Addictions Addiction to a substance or behavior is complex affecting the addictive person and everyone around them. We help every individual at their unique state of development, motivation, and readiness for treatment and recovery
RECOVERY PLAN AND SKILLS
The more structure that is introduced into a recovering person’s life, the better able he or she is to manage stress and anxiety. Many entering recovery think that after the initial period of detoxification and abstinence, the hard work is complete. They are often not fully prepared for a lengthy, if not lifelong, period of healing. They are likely to experience a new level of stress as they embark on the journey of maintaining sobriety and recovery. Without adequate preparation and a plan, many chemically dependent people suffering from intense or prolonged stress are in danger of returning to what they know—chemical use—to gain relief, even if it is temporary. The 12-step programs of Alcoholics Anonymous and Narcotics Anonymous advise the following basic elements of a plan to assist the recovering person through this time.
• Employment: A job that is satisfying and that will enable you to be productive and meet your basic needs. Seek right-livelihood.
• Housing: A place to live that is safe, suitable, and affordable.
• Personal Growth and Development: To maintain a sober way of life which in turn reinforces good feelings. Find ways of helping others who will in turn understand and appreciate you.
• Social Life: To have supportive friends and good companionship; to share social activities and entertainment. Set boundaries. Organize your time. Avoid old friends, places and situations that remind you of your addiction. Recognize your limits and do not take on too much. Set priorities and take care of important things first. Make sobriety your first priority.
• Total use of free time: Something to do, somewhere to go, someone to meet. Attending meetings frequently is helpful.
• Spiritual life: Develop and maintain a relationship with your own personal Higher Power. Make an effort to grow spiritually. Learn to appreciate and nurture your inner self. Do your best to keep a positive attitude and practice gratitude. Seek to gain insight and perspective in life. Make time for laughter and play.

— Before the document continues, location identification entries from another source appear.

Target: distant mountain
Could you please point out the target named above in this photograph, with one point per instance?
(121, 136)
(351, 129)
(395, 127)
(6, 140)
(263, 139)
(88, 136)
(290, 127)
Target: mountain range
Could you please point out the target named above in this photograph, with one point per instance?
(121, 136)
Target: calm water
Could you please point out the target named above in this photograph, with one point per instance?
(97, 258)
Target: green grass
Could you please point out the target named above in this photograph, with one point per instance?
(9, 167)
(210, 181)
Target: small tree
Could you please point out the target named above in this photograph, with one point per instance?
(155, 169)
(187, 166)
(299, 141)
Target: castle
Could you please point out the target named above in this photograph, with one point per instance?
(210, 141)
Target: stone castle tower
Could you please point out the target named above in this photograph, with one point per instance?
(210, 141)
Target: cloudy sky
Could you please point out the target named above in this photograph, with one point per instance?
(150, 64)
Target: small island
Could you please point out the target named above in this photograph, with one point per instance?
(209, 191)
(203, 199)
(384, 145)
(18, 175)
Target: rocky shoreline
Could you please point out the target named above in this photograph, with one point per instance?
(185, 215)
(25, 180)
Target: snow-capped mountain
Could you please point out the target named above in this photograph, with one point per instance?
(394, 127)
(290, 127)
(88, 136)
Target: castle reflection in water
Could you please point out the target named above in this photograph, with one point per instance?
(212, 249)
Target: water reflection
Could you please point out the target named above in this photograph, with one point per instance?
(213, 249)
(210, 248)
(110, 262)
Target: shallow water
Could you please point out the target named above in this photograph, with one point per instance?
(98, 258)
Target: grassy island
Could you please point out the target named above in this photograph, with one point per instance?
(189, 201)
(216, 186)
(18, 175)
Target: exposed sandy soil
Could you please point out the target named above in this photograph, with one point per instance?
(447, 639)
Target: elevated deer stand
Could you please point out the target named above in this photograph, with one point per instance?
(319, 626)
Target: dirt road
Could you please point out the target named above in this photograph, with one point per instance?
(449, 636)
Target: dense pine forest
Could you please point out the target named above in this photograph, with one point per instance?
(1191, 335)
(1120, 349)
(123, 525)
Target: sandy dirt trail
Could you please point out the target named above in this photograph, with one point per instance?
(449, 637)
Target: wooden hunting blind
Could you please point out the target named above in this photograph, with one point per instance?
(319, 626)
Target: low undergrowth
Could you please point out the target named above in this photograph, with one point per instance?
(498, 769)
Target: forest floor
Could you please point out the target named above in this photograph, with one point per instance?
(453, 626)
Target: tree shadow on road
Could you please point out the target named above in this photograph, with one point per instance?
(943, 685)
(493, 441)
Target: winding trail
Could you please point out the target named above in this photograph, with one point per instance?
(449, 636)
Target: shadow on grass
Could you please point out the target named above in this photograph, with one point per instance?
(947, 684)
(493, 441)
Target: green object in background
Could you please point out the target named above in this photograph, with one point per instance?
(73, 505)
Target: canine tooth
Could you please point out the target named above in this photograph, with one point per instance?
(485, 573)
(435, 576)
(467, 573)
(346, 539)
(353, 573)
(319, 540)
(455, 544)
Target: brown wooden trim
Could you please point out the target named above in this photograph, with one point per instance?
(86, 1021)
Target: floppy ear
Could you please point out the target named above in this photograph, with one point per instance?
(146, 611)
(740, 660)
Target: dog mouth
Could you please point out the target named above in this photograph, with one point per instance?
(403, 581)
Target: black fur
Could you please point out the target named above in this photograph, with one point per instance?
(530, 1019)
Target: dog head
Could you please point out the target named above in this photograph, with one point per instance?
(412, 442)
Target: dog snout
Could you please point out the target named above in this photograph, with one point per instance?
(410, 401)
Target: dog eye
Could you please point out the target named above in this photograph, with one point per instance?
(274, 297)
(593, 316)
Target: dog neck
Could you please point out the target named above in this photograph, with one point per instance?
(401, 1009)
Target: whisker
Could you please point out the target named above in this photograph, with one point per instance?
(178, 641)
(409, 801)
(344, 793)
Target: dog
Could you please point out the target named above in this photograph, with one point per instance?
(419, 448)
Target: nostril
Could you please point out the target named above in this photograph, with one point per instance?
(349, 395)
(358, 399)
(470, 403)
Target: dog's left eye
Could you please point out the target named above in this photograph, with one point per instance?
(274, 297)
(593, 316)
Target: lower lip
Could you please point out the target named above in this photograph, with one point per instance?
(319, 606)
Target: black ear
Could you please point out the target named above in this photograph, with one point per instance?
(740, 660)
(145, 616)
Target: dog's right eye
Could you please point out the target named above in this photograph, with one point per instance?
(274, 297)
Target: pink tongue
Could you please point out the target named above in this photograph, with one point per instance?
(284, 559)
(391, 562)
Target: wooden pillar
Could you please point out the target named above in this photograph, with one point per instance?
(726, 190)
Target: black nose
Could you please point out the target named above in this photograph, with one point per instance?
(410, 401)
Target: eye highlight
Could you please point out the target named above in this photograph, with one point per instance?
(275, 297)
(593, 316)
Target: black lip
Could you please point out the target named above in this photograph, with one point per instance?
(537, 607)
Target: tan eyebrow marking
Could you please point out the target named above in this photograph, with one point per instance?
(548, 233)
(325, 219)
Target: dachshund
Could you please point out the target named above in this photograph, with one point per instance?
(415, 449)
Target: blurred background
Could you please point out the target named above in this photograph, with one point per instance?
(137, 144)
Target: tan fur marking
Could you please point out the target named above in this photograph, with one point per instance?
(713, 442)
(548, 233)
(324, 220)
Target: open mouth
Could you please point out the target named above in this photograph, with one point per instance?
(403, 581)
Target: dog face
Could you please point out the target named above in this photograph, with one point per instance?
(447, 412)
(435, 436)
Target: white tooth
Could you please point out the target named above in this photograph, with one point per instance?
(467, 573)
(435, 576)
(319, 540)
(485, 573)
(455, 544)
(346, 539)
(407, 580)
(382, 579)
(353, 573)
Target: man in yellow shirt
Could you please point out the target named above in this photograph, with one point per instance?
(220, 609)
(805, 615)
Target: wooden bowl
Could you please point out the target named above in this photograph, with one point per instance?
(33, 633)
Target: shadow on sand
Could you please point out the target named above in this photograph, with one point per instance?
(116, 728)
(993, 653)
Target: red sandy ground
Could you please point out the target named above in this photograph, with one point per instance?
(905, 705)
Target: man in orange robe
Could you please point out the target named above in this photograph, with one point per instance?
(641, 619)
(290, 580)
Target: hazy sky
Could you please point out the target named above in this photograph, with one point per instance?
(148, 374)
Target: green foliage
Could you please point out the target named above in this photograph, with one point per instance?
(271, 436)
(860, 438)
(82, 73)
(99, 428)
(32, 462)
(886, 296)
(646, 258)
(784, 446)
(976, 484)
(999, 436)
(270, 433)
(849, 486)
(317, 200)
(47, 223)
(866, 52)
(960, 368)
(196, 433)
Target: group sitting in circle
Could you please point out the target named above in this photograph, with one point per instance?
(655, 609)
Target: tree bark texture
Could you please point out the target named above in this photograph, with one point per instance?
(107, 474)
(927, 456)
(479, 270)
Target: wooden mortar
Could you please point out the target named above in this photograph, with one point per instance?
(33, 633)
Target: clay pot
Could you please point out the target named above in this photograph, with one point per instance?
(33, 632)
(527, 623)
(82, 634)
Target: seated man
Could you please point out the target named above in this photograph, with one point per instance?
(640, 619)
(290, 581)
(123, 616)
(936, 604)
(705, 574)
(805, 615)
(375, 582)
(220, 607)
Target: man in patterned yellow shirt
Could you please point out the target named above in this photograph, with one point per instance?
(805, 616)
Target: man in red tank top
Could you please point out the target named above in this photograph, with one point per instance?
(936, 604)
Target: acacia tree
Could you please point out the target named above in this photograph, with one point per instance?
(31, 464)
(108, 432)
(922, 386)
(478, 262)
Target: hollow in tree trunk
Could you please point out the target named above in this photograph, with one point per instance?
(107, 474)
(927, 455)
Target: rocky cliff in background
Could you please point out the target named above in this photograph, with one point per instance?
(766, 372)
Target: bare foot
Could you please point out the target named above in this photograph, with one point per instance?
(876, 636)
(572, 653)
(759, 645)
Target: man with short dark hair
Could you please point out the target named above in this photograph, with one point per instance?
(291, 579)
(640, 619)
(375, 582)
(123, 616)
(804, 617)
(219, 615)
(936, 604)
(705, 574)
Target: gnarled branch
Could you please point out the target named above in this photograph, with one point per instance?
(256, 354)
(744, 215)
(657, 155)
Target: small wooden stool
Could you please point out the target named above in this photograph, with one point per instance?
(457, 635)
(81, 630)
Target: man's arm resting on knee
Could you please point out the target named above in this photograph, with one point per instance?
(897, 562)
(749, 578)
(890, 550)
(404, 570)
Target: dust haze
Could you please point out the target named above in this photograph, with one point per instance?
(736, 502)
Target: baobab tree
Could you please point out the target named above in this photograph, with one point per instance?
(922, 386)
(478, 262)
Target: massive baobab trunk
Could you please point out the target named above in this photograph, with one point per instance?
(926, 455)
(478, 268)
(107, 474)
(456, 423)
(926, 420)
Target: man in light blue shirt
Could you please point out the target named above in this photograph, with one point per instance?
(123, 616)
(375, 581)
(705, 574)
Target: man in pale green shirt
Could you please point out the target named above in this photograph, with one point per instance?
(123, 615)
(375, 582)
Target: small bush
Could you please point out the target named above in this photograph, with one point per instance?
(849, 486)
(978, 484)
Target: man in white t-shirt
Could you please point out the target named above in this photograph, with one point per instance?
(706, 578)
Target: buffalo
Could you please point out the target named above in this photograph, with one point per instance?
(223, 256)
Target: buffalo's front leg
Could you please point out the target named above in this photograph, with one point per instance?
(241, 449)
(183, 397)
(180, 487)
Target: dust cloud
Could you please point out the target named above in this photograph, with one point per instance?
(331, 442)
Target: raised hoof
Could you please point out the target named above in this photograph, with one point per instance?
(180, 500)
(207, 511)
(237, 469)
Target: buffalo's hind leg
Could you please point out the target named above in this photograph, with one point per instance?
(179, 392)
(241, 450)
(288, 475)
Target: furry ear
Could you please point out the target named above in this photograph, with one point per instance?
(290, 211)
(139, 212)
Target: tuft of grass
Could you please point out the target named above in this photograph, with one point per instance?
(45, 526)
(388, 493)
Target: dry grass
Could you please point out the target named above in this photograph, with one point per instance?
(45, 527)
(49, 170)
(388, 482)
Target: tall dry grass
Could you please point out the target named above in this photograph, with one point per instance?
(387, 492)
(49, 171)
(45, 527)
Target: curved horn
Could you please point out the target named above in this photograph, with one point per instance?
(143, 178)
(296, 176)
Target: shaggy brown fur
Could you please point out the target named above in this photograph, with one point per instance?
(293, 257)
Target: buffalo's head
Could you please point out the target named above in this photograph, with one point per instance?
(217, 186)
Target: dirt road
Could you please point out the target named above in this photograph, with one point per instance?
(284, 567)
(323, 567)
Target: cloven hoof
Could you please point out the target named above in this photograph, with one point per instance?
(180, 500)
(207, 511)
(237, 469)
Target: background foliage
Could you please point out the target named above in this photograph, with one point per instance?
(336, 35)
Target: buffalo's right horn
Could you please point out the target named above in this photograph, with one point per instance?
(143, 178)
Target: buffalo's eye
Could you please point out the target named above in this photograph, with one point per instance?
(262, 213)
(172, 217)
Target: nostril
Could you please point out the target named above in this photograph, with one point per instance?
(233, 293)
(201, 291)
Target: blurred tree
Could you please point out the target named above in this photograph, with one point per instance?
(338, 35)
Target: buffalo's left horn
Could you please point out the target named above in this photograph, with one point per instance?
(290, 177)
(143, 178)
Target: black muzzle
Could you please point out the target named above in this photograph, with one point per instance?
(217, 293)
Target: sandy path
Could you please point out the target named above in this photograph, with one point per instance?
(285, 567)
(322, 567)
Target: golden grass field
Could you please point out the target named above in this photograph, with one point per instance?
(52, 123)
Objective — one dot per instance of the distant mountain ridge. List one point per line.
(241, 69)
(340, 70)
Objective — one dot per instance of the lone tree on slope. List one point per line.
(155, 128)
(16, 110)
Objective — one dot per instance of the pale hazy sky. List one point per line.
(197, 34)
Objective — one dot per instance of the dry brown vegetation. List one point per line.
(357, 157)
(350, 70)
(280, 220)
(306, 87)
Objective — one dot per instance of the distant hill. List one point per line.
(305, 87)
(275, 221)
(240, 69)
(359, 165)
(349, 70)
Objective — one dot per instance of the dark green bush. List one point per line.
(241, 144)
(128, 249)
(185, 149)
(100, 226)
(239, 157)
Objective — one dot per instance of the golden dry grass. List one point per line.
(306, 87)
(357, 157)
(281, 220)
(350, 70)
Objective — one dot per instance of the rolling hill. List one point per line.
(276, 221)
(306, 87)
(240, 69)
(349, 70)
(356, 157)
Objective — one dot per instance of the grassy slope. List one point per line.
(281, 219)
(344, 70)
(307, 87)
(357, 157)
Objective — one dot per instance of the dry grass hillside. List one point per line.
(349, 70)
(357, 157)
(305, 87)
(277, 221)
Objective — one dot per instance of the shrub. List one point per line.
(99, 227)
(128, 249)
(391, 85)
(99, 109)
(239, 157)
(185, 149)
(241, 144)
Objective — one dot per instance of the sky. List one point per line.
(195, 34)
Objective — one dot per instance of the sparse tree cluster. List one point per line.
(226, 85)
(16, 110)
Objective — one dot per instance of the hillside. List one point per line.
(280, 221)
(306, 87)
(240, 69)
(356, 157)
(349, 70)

• Exercise regularly: Aerobic exercise for 20-30 minutes three to four times per week helps reduce stress, increases metabolism, speeds healing, can aid sleep and helps alleviate symptoms of depression and anxiety. Studies have shown that those involved in a regular exercise program have higher recovery rates than those who do not.
• Eat well-balanced meals: Most chemically dependent people neglect their nutritional needs. Maintaining a healthy diet allows the body (and brain) to heal. Consider taking a multivitamin supplement, especially one with amino acids. Avoid sugars, nicotine and caffeine. Consult with a physician or dietitian.
• Sleep, rest, relax, meditate: Get on a regular schedule for bedtime and awakening times. Avoid caffeine and nicotine. Avoid taking sedatives or sleeping pills. Have an active day. Schedule time for meditation. Learn and practice relaxation techniques.
Skills to Be Addressed
Taking inventory of your daily life:
1. What are your plans for the day? 2. How are you doing and feeling? 3. Are you keeping any secrets? 4. Are you making time for prayer and meditation in your life? 5. Do you have someone to call if you are feeling shaky? 6. Can you ask significant others about their observations regarding your behaviors, feelings and mood changes that may be clues to possible vulnerability to relapse?
Your therapist or sponsor will help you address those areas in your life in need of support, and help you build a routine which will nourish you and reinforce your recovery. Strong and healthy support from others will also assist you to increase your mindfulness and enable you to stay focused on your daily recovery skills.